Another 18-year-old local resident, Angeline, recalled the chaotic moments immediately after the shooting: she heard two volleys of roughly 10 gunshots each, before spotting several hooded figures dressed all in black fleeing across a grassy area nearby.

Nantes Mayor Johanna Rolland has publicly condemned the attack, calling out the drug trafficking networks that she says are “plaguing the country” and tearing apart vulnerable local communities. She stressed that the neighborhood was already reeling from the trauma of the previous fatal shooting that took place at the end of last month, which also killed one man and left another seriously injured. That attack, also linked to the local drug trade, was carried out with a pistol before the gunman escaped.

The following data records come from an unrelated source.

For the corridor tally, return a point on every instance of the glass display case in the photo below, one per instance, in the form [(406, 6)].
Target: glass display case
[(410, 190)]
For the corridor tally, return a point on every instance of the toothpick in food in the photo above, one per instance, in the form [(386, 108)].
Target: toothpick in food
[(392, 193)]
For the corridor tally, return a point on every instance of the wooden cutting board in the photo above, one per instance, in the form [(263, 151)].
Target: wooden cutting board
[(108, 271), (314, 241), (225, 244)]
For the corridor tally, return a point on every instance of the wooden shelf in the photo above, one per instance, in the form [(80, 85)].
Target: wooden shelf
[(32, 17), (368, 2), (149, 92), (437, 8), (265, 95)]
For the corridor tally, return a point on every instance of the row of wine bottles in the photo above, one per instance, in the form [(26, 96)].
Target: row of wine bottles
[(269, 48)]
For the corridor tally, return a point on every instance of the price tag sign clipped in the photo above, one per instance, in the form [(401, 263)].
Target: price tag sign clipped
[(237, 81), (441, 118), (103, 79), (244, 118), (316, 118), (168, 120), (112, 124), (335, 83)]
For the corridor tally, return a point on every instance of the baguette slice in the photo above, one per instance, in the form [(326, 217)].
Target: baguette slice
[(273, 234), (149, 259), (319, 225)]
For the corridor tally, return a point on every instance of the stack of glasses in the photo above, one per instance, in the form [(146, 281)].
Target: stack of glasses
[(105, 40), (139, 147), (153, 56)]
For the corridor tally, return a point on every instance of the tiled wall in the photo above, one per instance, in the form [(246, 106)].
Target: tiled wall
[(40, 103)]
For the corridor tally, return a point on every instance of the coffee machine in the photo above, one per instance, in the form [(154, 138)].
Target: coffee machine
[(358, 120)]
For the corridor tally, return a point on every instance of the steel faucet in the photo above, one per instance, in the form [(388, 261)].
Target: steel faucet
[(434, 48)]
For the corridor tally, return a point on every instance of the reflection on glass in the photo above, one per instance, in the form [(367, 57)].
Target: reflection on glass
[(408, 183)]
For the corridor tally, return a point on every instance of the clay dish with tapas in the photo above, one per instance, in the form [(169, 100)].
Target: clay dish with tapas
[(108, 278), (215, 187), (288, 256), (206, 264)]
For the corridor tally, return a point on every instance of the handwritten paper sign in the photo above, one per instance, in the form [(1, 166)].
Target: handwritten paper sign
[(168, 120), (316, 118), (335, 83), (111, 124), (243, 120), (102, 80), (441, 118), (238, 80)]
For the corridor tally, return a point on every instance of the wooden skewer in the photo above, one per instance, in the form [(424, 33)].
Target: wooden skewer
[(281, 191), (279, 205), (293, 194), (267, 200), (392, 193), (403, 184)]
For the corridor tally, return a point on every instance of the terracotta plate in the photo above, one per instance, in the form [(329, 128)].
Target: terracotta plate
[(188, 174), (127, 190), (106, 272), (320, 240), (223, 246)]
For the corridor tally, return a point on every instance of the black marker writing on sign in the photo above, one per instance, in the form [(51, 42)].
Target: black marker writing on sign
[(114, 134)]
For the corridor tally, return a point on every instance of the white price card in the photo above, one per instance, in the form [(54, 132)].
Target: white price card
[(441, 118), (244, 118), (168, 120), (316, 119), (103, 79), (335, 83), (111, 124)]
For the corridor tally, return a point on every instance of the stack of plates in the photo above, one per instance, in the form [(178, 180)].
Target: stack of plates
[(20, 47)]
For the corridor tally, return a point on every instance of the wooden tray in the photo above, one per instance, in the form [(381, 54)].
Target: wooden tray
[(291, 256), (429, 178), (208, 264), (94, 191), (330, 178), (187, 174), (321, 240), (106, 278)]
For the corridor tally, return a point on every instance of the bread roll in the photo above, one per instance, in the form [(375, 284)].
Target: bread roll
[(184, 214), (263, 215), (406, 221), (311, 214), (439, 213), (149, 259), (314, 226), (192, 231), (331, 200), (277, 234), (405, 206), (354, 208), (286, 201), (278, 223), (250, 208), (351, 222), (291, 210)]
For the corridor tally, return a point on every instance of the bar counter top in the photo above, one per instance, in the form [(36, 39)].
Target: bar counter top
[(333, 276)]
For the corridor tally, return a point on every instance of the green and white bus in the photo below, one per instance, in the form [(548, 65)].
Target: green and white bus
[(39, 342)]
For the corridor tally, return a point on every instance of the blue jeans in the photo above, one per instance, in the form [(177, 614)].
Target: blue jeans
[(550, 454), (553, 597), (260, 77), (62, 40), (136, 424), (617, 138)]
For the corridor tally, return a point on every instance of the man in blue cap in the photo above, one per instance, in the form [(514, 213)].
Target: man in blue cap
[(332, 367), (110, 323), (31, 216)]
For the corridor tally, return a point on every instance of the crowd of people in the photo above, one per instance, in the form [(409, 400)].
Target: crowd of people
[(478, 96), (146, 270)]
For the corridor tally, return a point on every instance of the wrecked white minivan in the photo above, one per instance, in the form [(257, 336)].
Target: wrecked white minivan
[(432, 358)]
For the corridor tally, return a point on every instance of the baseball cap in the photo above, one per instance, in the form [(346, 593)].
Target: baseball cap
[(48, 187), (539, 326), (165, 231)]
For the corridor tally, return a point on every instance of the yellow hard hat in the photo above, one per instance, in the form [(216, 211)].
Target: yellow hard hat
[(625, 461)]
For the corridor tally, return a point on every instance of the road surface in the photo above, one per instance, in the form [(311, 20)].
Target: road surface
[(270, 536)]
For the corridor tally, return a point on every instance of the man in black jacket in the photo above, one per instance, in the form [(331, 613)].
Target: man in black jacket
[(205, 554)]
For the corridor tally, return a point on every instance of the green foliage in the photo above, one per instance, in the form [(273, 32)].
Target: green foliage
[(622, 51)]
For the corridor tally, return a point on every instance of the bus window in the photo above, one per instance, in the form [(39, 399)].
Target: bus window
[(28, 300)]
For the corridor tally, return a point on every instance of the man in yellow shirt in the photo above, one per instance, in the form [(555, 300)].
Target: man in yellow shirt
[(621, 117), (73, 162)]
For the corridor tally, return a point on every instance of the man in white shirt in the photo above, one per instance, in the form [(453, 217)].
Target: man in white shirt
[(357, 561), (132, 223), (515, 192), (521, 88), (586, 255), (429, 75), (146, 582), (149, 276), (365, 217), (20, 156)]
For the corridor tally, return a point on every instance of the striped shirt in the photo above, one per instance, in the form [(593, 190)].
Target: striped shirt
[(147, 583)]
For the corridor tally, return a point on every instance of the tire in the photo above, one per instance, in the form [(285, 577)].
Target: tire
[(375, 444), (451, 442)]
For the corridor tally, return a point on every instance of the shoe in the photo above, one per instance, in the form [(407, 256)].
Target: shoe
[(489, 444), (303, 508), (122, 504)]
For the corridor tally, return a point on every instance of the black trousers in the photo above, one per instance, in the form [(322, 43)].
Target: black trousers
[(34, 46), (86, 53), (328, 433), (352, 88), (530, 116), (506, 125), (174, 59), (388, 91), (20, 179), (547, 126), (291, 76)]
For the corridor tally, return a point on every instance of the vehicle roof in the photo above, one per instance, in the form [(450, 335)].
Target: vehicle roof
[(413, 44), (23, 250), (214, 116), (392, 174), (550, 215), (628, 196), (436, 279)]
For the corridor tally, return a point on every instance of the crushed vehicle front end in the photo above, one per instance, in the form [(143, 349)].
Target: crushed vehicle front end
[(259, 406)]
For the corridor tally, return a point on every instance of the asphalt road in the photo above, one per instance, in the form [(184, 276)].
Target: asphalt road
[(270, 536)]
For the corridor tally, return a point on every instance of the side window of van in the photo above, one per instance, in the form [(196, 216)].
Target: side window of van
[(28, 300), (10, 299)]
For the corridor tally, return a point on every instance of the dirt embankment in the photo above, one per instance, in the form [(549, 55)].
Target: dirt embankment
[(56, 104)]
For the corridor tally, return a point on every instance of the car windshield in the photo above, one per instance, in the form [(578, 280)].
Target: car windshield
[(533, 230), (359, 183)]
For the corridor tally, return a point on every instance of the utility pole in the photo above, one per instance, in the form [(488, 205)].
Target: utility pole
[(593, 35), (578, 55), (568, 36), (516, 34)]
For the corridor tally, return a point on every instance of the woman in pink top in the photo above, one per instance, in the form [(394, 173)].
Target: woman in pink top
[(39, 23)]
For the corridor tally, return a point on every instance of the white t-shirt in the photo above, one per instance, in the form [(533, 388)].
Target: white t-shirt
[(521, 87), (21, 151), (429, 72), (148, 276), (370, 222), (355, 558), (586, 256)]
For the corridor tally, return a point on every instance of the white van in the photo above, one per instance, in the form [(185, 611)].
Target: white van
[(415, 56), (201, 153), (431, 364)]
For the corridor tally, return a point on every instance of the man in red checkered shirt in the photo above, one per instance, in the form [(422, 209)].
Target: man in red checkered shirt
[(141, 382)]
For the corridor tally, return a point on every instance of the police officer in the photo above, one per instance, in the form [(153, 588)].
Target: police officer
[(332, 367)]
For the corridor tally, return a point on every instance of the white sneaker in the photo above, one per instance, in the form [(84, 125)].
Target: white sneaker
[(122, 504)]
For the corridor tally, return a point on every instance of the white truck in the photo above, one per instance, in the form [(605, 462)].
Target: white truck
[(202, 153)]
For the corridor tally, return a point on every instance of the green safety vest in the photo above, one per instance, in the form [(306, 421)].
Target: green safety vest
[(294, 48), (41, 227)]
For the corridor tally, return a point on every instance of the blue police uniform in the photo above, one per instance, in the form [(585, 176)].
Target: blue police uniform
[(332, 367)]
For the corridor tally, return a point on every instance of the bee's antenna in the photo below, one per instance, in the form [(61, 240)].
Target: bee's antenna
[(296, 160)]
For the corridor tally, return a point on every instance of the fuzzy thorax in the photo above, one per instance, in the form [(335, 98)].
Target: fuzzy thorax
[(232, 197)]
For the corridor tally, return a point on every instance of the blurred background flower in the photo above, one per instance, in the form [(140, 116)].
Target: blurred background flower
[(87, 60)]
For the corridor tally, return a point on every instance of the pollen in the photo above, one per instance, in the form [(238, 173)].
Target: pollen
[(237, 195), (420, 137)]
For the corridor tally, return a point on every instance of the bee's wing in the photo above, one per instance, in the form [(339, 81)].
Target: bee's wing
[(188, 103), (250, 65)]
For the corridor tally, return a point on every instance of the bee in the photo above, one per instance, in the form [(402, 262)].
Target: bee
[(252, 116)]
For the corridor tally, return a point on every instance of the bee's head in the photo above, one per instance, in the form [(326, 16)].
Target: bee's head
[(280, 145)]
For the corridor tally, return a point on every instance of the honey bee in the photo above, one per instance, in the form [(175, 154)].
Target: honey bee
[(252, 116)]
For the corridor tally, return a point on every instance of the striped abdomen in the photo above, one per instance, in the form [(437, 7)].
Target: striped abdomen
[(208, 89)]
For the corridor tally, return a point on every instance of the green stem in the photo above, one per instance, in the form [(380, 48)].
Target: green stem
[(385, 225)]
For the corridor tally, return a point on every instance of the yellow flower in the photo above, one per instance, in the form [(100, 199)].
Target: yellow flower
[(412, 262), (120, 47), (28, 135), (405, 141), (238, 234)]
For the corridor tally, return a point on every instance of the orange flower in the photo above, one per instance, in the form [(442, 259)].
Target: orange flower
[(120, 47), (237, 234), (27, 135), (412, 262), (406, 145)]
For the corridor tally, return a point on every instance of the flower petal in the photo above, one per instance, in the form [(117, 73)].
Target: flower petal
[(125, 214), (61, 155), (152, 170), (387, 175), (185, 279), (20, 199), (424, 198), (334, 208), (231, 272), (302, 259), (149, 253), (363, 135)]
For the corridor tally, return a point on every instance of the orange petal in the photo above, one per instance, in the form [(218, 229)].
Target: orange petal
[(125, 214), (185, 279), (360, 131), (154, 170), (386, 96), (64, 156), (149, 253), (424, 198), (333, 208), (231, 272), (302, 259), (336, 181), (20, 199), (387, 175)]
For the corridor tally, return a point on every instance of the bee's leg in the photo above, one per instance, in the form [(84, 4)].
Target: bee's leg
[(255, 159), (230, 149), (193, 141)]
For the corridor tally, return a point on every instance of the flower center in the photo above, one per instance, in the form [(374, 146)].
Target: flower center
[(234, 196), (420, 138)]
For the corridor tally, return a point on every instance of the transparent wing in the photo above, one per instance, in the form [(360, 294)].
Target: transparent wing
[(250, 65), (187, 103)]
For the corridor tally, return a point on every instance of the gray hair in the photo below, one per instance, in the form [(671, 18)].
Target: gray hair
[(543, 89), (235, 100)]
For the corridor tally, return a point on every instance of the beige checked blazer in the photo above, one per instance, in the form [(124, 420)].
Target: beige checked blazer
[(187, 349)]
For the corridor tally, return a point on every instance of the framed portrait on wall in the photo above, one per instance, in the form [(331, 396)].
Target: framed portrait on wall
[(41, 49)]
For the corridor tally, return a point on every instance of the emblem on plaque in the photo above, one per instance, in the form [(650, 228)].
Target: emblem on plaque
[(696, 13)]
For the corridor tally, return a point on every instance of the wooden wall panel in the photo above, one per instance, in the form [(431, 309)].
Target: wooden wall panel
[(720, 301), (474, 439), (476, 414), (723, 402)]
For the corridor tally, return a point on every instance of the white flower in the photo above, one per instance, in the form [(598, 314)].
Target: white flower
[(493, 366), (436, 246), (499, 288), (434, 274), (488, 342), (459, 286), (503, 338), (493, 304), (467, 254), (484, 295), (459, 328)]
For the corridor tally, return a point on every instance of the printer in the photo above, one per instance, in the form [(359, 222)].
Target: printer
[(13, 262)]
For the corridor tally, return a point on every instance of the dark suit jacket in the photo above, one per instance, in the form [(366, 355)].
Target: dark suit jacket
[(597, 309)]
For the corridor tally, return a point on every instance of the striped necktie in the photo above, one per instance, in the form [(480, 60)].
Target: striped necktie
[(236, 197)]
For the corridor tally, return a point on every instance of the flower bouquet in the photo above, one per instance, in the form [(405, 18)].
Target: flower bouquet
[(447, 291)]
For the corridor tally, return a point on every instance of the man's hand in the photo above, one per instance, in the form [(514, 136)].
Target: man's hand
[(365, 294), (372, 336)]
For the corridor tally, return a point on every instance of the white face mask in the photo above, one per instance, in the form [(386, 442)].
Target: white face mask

Rolland has called on national law enforcement to deploy all available resources to track down and arrest the attackers behind the latest shooting. The incident comes amid a growing national crisis over drug-related youth violence across France: official data from the French Ministry of Justice shows that the number of teenagers involved in illegal drug trade has increased more than fourfold over the past eight years. In 2025, a number of major French cities implemented overnight curfews for minors in an attempt to curb the rising tide of violence tied to drug trafficking.